All calves with scores of No. 1 or No. 2 and no fever were returned to their pens without treatment.
Over the course of the experiment this totaled 320 animals, with 80 animals in each of four experimental ancillary treatments. The calves treated with an antimicrobial for BRD were randomly assigned to one of these four:
1. Intravenous flunixin meglumine
2. Intranasal viral vaccination
3. Intramuscular vitamin C injection
4. No ancillary treatment
They found negligible differences in performance among any of the three popular ancillary treatments, either in the receiving or finishing period.

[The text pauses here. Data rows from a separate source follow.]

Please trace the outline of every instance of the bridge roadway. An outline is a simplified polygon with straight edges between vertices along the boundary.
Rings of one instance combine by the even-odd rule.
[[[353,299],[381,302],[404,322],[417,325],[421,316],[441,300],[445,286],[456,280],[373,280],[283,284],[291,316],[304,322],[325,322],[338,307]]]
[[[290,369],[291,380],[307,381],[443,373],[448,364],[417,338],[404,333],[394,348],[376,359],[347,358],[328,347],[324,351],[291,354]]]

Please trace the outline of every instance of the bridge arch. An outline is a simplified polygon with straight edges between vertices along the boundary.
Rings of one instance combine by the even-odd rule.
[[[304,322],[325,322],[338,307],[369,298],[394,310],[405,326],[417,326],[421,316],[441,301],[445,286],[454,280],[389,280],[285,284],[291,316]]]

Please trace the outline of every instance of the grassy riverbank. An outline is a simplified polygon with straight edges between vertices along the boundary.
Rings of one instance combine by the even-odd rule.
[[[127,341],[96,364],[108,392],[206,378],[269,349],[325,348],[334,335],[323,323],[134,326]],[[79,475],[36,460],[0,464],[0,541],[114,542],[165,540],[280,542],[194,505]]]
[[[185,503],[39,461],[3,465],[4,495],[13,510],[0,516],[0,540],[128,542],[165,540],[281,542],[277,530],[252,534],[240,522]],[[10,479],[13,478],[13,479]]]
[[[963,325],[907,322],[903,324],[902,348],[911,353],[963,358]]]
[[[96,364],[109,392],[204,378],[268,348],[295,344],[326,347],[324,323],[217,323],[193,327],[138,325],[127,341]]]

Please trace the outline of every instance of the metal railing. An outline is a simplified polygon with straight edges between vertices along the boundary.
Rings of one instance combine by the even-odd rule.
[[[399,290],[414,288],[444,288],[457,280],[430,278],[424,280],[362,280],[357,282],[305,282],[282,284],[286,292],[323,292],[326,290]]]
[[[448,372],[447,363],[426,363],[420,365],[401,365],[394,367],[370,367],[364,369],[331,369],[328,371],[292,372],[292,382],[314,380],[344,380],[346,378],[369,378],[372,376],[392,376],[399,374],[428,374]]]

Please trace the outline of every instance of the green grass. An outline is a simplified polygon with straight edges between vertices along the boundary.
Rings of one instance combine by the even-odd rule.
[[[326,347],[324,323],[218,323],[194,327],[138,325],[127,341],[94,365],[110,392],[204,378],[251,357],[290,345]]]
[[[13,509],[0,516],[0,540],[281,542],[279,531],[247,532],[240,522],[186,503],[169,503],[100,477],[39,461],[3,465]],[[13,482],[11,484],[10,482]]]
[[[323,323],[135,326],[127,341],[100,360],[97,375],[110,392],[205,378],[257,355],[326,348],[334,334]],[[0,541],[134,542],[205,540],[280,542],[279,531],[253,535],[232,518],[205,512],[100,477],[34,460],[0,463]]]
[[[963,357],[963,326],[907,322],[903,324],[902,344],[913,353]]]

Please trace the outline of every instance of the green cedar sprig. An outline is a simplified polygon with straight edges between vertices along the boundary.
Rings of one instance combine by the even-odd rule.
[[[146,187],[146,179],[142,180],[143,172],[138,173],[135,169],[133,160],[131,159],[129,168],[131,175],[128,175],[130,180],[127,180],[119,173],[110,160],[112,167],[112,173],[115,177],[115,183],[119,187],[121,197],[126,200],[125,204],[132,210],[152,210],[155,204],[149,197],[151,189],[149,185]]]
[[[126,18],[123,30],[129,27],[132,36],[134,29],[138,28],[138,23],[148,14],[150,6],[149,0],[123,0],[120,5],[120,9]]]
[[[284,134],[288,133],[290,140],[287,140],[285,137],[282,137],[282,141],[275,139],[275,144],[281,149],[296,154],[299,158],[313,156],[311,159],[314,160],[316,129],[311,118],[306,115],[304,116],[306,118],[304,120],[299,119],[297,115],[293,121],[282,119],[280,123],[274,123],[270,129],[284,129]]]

However, among those calves receiving only the antimicrobial and no ancillary treatment (the control group calves) they noted some statistically valid improvements. These included:
- Increased body weight when receiving the third antimicrobial for BRD.
- Increased ADG between second and third antimicrobials.
- Fewer fourth antimicrobials administered than viral-vaccinated or vitamin C groups.
This suggests the calves receiving only the antimicrobial were performing better, and that may have important additional implications.
Wilson explains: "I believe that these were extremely high-risk calves that were suffering from an intense naturally occurring immune challenge (first-treatment morbidity of 66.5% and mortality attributed to BRD of 13.2%). With the help of the diagnostic lab, we identified Mannheimia haemolytica, Mycoplasma bovis, Pasteurella multocida, bovine viral diarrhea virus, and bovine coronavirus in three random calves that were sent in for necropsy.
"I feel that by administering ancillary therapies beyond antimicrobials in situations like these, we are asking a calf to respond to additional stimuli at a time when the calf’s system is overloaded simply trying to respond to the immune challenge and survive. We may be overloading the system so to speak.”
"The group of calves that received no ancillary therapy had numerically improved performance, went longer between receiving antimicrobial treatments, and had numerically fewer deads. However, we did end up with more off-trials in the no-ancillary-therapy group, so total animals that died or were removed was almost identical. I believe the extra stimuli from the ancillary therapy may have caused these extremely high-risk calves perform worse, have more severe clinical scores, be retreated sooner, and ultimately die sooner rather than becoming a chronic.” “At a minimum there appears to be no justification for using any of the three ancillary therapies tested in this experiment.”
Ultimately the researchers summarized ancillary treatments are most likely an unnecessary expense and offer no benefit to calf health or performance.
The full journal article on this research can be read in the Journal of Animal Science at this URL:
Will NSAIDs help BRD treatment?
In a literature review, Wilson and others noted the non-steroidal anti-inflammatory drugs might be justified for animal welfare and comfort, or they may provide no benefit, or in some cases they may provide negative influence.
“As you know, NSAIDs such as flunixin meglumine, which we used in the experiment, have been shown to reduce inflammation and fever in beef cattle,” Wilson says.
“I think there are two issues here. One, a fever is a natural biological response by the body to a pathogen/immune challenge. I don’t know that a fever is necessarily a bad thing in all circumstances, and I don’t know that we fully understand the costs versus the benefits of relieving the fever, just the symptom, and how that impacts the response to the pathogen/immune challenge.
“The other issue is how we use these products in practice versus how the products work pharmacologically. For example, the industry commonly would administer a dose of flunixin meglumine along an antibiotic at the time of BRD treatment. That animal then would not likely receive another dose of flunixin meglumine until it met the PTI requirements and was pulled again days later if it didn’t respond to the initial BRD treatment. That said, the half-life of flunixin meglumine is only 3.14 to 8.12 hours, according to the label, so at best we are relieving the symptoms of the calf for a few hours.
“Maybe that is beneficial, maybe it isn’t. Our research would say it isn’t. Other options would be redosing flunixin meglumine every few hours or finding a longer lasting NSAID.”